Suns' marks very little progress for Snow Patrol - the record's biggest problem. In fact, it feels more like a mere extension of the band's previous album, Eyes Open, than a separate and whole entity. The band has yet again decided to choose moody string-laden love ballads over the rockier sounds of the group's earlier works, and this time around, Snow Patrol's faster-paced songs don't have enough vigor to punctuate the album's gloomy setting.
This could be the sound of Snow Patrol attempting to recapture the success of the ever-popular "Chasing Cars," a song responsible for the band's peak in popularity. But while attempting to wind up more heart-throbbing masterpieces, Snow Patrol has allowed its newest effort to play out like a Grey's Anatomy soundtrack.
Collectively, the songs are written as one extremely vague love epic; they are filled with countless expressions of intimacy but they never reach any insight or definite point of view. It sounds like the band took different statements of longing from all the love-sick teenage bloggers in the world and strung them together.
For example, in the warped-sounding rock song "Engines," lead singer Gary Lightbody begins almost every line with the phrases: "You say you love me like the ... ," "I know I love you like the ... " or "I know you love me like the ... , " which is followed by some simile comparing love to a different cosmic object. Not only are these lyrics not inventive, but their repetition also gives the listener a sense there is little content to spread around - a sense gleaned from the album as a whole.
It's like butter spread over too much bread. When Lightbody runs out of words to sing, he repeats. Choruses and verses bleed into each other, electronics and strings build to a climax. Over and over again.
But when every song in an album is filled with a sort of crescendo effect, the album as a whole tends to forgo its own momentum. And without momentum, A Hundred Million Suns loses any sense of identity and becomes a forgettable endeavor.

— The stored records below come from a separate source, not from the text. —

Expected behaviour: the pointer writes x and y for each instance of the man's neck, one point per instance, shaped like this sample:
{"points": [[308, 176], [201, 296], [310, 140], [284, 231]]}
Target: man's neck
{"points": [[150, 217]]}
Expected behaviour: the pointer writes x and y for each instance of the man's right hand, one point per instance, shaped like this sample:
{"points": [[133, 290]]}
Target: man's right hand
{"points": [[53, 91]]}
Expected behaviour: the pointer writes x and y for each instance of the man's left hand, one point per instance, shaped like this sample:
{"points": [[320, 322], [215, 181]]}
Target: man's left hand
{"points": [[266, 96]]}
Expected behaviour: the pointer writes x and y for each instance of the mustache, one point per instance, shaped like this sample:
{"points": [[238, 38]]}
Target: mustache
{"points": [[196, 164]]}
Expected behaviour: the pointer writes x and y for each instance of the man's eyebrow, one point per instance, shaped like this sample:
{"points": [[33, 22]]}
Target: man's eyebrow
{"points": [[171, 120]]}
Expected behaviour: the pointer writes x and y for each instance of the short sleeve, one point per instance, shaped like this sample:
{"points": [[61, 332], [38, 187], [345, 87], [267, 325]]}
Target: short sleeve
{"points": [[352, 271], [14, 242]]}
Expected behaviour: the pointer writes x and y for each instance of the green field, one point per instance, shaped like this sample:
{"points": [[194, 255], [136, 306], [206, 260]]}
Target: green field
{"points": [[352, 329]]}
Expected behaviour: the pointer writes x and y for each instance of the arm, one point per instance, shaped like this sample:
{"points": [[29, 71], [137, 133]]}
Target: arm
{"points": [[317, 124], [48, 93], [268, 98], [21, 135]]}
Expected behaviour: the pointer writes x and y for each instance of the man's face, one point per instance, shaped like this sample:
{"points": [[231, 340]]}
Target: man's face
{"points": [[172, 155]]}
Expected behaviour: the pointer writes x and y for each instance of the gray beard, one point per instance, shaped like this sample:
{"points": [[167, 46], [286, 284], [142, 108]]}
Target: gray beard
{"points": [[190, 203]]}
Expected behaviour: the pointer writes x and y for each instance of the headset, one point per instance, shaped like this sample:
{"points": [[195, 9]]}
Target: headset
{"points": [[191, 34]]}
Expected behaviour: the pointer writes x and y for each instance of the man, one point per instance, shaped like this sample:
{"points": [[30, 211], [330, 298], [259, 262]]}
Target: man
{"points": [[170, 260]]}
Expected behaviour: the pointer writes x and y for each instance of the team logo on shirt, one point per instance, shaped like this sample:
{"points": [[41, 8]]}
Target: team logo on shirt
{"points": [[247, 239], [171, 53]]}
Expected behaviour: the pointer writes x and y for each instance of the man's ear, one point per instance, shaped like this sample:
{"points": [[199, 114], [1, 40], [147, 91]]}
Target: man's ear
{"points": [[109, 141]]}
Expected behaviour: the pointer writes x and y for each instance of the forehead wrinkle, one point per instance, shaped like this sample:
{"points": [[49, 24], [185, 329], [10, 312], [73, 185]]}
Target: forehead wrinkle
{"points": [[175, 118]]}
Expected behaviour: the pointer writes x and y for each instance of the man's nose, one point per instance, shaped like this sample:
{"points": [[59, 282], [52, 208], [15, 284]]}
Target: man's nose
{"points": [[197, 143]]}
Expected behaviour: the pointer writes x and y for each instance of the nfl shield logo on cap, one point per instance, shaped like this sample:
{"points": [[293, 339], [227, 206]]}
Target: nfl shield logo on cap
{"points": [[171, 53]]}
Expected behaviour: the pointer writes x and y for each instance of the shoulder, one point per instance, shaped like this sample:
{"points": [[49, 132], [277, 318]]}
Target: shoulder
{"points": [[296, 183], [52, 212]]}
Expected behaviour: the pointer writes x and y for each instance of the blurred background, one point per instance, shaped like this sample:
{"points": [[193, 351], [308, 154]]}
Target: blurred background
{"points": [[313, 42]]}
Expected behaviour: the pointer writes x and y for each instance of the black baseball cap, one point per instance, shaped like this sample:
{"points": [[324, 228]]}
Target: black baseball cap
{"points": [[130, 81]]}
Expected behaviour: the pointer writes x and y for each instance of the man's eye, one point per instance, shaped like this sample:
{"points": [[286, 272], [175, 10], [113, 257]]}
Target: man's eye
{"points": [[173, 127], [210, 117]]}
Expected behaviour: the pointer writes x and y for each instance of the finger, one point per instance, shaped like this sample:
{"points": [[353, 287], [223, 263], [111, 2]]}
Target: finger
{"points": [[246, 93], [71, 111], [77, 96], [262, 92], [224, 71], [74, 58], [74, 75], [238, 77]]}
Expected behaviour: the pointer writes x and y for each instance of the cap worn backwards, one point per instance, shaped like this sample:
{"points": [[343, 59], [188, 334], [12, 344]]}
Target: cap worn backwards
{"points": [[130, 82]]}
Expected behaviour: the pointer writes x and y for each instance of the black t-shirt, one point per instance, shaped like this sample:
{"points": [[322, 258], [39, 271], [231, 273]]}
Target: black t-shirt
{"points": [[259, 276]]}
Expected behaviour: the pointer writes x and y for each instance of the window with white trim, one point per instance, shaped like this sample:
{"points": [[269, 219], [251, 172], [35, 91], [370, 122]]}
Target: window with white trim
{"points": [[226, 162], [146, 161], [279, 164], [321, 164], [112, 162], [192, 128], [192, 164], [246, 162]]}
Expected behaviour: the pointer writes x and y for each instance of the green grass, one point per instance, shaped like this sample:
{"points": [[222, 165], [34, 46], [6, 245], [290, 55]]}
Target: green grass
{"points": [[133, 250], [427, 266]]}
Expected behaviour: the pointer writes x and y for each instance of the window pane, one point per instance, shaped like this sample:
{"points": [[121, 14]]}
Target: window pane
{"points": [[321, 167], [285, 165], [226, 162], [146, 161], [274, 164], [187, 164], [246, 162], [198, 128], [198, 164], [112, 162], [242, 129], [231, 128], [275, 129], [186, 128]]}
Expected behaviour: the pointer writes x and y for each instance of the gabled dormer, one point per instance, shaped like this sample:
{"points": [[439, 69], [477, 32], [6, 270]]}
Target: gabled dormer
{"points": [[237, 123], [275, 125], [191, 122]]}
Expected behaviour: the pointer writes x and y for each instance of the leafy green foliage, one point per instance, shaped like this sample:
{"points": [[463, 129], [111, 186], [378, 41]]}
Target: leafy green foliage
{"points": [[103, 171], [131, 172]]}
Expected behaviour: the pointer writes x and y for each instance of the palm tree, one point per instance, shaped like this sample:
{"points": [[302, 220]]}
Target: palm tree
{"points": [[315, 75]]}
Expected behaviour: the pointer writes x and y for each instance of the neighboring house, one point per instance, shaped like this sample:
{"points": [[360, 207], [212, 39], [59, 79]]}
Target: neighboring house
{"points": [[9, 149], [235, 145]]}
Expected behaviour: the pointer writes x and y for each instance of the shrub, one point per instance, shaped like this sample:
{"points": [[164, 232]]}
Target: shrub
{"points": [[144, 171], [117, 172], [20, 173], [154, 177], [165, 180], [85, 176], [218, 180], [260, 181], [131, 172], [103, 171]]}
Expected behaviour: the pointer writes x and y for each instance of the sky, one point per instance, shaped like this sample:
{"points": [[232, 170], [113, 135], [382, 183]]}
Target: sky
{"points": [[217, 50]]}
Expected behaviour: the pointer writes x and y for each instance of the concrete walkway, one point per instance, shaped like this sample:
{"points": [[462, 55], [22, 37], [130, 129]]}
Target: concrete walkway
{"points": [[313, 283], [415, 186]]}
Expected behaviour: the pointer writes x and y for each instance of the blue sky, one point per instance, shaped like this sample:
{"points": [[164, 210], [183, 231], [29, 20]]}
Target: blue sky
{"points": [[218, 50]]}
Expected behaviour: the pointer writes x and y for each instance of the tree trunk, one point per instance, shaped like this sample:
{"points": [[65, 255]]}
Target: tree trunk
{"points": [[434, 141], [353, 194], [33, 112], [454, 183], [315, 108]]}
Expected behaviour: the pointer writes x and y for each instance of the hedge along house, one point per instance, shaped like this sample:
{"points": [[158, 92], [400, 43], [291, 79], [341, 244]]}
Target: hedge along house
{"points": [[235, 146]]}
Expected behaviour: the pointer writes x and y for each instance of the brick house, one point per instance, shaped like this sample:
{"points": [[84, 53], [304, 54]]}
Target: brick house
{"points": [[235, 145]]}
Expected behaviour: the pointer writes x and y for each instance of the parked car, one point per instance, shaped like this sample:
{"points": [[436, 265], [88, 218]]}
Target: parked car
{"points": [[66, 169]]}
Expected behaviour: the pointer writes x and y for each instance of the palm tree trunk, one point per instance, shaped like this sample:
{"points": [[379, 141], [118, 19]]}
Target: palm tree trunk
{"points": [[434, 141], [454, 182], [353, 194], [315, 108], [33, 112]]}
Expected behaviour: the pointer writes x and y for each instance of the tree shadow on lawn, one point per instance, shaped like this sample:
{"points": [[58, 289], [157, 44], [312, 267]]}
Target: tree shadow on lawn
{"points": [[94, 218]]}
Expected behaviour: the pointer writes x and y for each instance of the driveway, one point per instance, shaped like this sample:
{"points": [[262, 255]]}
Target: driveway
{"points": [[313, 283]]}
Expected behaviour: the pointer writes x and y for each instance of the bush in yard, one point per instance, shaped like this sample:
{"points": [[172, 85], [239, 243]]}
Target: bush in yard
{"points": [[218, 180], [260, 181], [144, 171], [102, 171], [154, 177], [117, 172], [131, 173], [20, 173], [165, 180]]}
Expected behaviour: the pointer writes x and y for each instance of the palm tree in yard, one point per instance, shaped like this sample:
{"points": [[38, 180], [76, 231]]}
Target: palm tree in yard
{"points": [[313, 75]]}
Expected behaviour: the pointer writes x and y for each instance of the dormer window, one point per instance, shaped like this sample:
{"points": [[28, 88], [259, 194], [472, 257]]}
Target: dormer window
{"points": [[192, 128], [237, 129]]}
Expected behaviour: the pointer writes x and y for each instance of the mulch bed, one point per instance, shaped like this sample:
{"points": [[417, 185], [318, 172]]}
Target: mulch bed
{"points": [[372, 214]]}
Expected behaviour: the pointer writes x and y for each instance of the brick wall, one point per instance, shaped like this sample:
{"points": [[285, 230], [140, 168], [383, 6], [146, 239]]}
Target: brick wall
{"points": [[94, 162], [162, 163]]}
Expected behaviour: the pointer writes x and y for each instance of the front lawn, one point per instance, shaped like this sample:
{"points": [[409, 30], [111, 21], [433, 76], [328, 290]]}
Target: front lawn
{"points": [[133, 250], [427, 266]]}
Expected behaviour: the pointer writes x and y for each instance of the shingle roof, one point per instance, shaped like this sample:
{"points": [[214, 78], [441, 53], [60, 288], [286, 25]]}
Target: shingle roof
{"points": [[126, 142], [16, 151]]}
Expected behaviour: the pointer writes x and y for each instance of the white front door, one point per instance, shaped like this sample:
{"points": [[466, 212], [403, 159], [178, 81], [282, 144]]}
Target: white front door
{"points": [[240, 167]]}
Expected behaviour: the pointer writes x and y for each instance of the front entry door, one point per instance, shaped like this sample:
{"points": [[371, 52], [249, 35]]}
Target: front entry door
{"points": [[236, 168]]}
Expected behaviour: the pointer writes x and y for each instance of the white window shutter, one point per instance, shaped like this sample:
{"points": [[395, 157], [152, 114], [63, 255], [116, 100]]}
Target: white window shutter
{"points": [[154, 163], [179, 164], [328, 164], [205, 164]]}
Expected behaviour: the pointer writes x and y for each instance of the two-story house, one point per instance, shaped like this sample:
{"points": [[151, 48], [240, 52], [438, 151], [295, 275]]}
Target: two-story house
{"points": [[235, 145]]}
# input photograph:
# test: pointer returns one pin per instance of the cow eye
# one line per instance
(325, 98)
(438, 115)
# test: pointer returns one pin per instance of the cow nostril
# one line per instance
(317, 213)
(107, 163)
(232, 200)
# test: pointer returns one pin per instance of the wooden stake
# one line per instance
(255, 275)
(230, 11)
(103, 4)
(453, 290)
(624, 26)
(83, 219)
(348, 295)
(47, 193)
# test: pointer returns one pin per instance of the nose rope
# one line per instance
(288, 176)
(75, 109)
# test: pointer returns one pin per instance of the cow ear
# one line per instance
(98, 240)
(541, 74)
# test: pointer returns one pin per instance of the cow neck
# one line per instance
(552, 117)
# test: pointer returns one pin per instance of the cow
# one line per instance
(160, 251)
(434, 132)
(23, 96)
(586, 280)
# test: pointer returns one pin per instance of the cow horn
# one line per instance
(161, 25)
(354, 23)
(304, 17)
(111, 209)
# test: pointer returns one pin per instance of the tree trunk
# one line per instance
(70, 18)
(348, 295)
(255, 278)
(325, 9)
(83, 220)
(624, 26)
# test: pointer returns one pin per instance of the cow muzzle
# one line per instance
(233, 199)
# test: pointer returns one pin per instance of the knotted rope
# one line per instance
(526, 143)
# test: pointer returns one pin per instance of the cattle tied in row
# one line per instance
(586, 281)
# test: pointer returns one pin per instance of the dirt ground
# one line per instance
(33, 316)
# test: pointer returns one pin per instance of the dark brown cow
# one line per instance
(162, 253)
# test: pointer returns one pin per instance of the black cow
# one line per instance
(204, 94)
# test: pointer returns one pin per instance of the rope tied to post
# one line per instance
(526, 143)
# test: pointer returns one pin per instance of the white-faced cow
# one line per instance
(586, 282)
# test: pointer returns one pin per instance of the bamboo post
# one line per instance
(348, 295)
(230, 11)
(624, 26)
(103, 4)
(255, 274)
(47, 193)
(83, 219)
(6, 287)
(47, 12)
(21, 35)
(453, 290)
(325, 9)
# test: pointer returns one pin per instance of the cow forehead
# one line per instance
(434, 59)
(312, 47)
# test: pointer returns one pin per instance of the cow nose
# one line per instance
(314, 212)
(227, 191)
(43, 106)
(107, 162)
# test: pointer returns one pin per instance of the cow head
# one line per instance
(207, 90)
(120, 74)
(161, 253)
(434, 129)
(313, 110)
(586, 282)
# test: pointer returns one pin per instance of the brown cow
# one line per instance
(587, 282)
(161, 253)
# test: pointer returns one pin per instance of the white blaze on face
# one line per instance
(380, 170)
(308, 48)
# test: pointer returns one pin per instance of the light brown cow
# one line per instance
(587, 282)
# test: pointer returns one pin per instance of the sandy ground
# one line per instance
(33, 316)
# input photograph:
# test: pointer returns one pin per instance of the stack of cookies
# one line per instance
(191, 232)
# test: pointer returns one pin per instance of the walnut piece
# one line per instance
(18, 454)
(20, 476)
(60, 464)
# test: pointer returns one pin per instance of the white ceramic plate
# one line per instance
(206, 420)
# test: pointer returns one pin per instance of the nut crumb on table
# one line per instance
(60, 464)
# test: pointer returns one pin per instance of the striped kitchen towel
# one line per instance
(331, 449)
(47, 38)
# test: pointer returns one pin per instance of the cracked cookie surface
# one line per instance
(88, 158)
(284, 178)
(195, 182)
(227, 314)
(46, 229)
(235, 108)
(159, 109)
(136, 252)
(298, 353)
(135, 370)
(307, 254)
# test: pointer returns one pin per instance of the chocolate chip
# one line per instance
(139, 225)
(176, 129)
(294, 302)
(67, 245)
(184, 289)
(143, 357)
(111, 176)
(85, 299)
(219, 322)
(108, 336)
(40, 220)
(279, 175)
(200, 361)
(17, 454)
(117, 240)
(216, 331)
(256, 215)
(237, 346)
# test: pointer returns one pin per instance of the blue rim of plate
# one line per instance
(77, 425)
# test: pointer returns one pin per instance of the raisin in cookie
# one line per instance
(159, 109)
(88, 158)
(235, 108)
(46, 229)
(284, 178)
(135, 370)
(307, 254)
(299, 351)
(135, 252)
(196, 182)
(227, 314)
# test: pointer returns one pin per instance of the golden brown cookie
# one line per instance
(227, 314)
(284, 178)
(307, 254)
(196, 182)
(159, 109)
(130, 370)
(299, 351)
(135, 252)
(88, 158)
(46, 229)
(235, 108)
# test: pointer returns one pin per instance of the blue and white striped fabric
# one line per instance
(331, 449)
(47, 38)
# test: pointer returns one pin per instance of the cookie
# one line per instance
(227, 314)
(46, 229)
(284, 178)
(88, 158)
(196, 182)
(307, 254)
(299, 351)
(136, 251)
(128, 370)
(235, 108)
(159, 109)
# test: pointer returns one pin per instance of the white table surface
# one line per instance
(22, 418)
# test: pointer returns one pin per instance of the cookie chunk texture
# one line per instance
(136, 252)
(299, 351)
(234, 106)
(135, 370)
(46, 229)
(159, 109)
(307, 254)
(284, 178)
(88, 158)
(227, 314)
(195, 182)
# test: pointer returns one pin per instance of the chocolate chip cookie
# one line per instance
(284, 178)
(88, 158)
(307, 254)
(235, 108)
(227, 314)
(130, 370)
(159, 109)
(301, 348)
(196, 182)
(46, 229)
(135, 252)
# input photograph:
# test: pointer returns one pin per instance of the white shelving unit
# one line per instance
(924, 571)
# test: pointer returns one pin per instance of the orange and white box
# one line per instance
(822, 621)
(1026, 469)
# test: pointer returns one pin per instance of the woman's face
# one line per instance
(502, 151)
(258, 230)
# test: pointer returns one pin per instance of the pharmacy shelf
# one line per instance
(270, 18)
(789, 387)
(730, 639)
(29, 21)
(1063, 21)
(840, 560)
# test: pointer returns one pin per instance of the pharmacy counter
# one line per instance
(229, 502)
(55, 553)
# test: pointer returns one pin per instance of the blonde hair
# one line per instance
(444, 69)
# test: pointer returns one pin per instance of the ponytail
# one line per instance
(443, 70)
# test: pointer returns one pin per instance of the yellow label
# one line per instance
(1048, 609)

Despite its setbacks, Suns isn't all bad. Lightbody has always been talented at writing tunes that stick from the first bar. Tracks such as "Crack the Shutters," "Take Back the City" and "Set Down Your Glass" are particularly catchy and contain at least enough content to keep listeners satisfied for a little while. Also, as mentioned before, much of the lengthy 16-minute finale works well and avoids the tedious mediocrity seen in the rest of the album.
In the middle of the empty spheres of A Hundred Million Suns, these songs just seem to fade into the background and become run-of-the-mill attempts. A Hundred Million Suns is not particularly bad, but the effect of very little substance combined with rambling repetition seems to only exhaust the listener.
Or, at the very least, provide the perfect soundtrack to a Thursday-night hospital drama.